Naõ se tome que foi a esmo que havemos referido estas circunstancias relativas á época do apparecimenro das obras de Mr. Broussais no Rio de Janeiro, e ao conhecimento da nova Doctrina Medica. Foi o brio nacional offendido, foi o menoscabo, com que fomos tratados na 3ª edição do Exame das Doctrinas Medicas, que nos obrigáraõ, á nosso pezar, á pôr Mr. Broussais à caminho, e fazer-lhe sentir que foi mal guiado por quem quer, que teve necessidade de fazel-o acreditar que os Srs. Cuissart e Sigaud, cujo saber e talentos mais que ninguem apreciamos, tinhaõ sido aqui os mestres da Medicina physiologica, ou espelhos de Mr. Broussais; e que os Medicos Brasileiros eraõ um pouco menos que os Officiérs de Santé da Martinica ou Guadeloupe. Mr. Broussais pode ficar certo de que os portos do Brasil saõ assaz francos, e que nenhum obstaculo se oppõe á entrada de suas obras ou outras, e que os Srs. Cuissart e Sigaud, ou quaesquer outros Medicos extrangeiros, que exercem Medicina no Rio de Janeiro, taõ instruidos, como saõ, em nada excedem aos Medicos do paiz, seja formado nas Escolas do Brasil, seja na do extrangeiro. Os Medicos do Brasil devem muito á França: elles tem recebido della toda sua instrucção medica: mas nenhuma devem á esses dignos Collegas, apreciados por elles debaixo de muitas relações.

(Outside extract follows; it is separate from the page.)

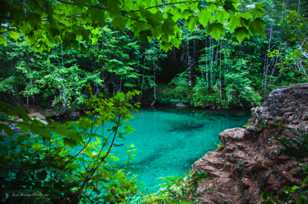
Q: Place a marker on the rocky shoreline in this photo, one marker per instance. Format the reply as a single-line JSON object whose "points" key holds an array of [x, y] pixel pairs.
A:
{"points": [[255, 159]]}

Não obstante o conhecimento, que os Médicos Brasileiros tem, das doctrinas de Mr. Broussais; elles naõ saõ com tudo seus cegos partidistas. Mesmo os Srs. Cuissart e Sigaud, que Mr. Broussais suppõe serem aqui os echos de suas doctrinas, já não são tão broussaiistas como o foraõ. Este ultimo assegurou-nos que, depois que deixou de ser tão antiphlogistico (saõ suas expressões) perdia menos doentes!

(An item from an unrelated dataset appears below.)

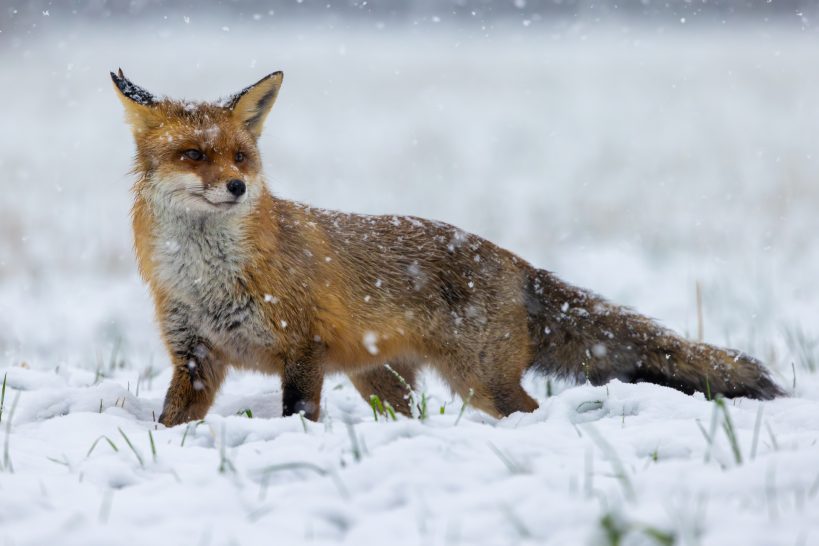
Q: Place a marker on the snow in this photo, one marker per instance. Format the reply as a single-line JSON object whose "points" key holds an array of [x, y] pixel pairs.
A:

Portanto fique Mr. Broussais na certeza que, posto que ninguem lhe possa recusar os bem merecidos louros por ser o primeiro, que encarou as infermidades debaixo de hum ponto de vista o mais aproximado á rasaõ, e á observaçaõ, o seu systema exclusivo em parte alguma do mundo pode ser recebido, como elle crê: se damos attençaõ ao que se tem passado entre nós, depois da propagação da nova Doctrina, veremos que o charlatanismo tem imperado mais do que nunca, pela crença, em que se está geralmente, de que as moléstias consistem todas em inflammações, que serão sempre combatidas pelos antiphlogisticos. Assim des que apparece hum incommodo qualquer, huma febre ephemera, huma suppressaõ de transpiração, mesmo sem o conselho dos Medicos, lança se logo maõ de sanguesugas, de água d'althéa, de gomma &c, accrescentando se que tanto faria o Medico! Certamente nada he mais facil do que crer-se que o órgão rei he sempre affectado primitiva, ou consecutivamente, e que todas as moléstias cedem, ou devem ceder às applicações de sanguesugas, e aos emollientes dirigidos contra esta entranha.

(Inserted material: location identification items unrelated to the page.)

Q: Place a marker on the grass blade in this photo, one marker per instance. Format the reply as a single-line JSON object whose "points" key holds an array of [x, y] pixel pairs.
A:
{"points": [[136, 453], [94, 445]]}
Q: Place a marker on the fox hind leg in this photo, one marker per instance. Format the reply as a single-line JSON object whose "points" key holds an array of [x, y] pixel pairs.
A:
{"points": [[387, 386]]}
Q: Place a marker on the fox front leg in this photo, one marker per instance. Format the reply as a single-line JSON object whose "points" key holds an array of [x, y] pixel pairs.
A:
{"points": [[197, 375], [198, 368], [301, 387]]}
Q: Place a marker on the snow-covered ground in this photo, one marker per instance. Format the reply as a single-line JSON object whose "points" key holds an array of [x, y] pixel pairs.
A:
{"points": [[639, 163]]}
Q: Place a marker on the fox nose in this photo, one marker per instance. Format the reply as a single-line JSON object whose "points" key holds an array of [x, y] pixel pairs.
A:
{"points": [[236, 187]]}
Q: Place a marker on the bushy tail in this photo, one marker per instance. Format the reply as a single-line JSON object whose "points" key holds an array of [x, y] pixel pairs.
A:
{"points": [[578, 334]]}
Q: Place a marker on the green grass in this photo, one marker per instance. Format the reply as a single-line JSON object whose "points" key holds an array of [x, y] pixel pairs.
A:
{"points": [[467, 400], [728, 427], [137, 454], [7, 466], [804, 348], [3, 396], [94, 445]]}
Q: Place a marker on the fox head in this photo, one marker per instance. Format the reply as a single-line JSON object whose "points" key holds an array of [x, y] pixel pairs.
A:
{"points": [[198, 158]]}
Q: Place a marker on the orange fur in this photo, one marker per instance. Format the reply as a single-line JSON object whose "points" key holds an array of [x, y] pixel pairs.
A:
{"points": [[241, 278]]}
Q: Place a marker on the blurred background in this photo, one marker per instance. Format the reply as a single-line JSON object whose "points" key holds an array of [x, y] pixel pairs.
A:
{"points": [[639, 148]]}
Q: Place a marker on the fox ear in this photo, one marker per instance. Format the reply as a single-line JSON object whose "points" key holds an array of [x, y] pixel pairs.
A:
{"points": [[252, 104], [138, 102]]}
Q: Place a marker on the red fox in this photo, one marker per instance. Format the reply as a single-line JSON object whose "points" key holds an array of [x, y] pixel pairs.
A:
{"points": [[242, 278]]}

Tendo ditto que o Brasil naõ tem huma Medicina sua, he desnecessario entrar em huma analyse minucioza da pratica da Medicina entre nós: como há Medicos de Escolas diversas, cada hum he mais ou menos o representante de sua Escola. Entre tanto he preciso que os Médicos Brasileiros se congreguem, que trabalhem todos de commum accordo á fim de que hum dia se possa também conhecer a Medicina Brazileira, principalmente tendo elles melhor que nenhuns outros taõ vasto campo á descobertas interessantissimas á materia Medica. E de mais he tempo de irmos realisando a nossa independência, e de irmos fazendo crêr aos que moraõ longe de nós, que os colonos de Portugal fazem realmente huma Nação livre e independente, que com alguma idade mais será tanto, como as outras, que tem hum nome, hum caracter, e hum sentimento, que lhes pertencem, e que as distinguem.